I should mention that the harddrive is a Seagate 1TB SATA2 drive.
I found out that the harddrive has bad blocks. And when these bad blocks were accessed, the harddrive would just stop responding, a power cycle (unplug hdd power and reinsert) would bring it back again. I tried doing a unix dd, which is a cloning of the harddrive, Windows users might relate to Ghost or ImageCast. The dd command didn’t work of course as the drive would stop responding when accessing the bad blocks.
I mentioned this to some of my associates at my weekly retro evening, which PHK and UJ both said.. hey, you should try recoverdisk from FreeBSD. So I did.
recoverdisk is similar to dd-rescue, basically a resumeable dd command.

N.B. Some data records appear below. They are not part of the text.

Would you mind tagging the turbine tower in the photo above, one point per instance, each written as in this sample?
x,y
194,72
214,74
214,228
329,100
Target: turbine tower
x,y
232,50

3 weeks after starting, and unplugging/replugging power to the drive, restarting the command stopping the script, repeat. I was close to an end.. I got to 100% woohoo !! or not I found out at one time I’ve rebooted the computer and forgot to mount the target disk. There were two things to do, start over or try and grab the data that was separated, it was stored on the local disk anyway. The later seemed like a tedious task, so I went with a do-over. At the time of writing I’m around 87% done. Luckily for me it’s much faster this time as I’m using the drives on a SATA controller, where before it was on a USB to SATA adapter.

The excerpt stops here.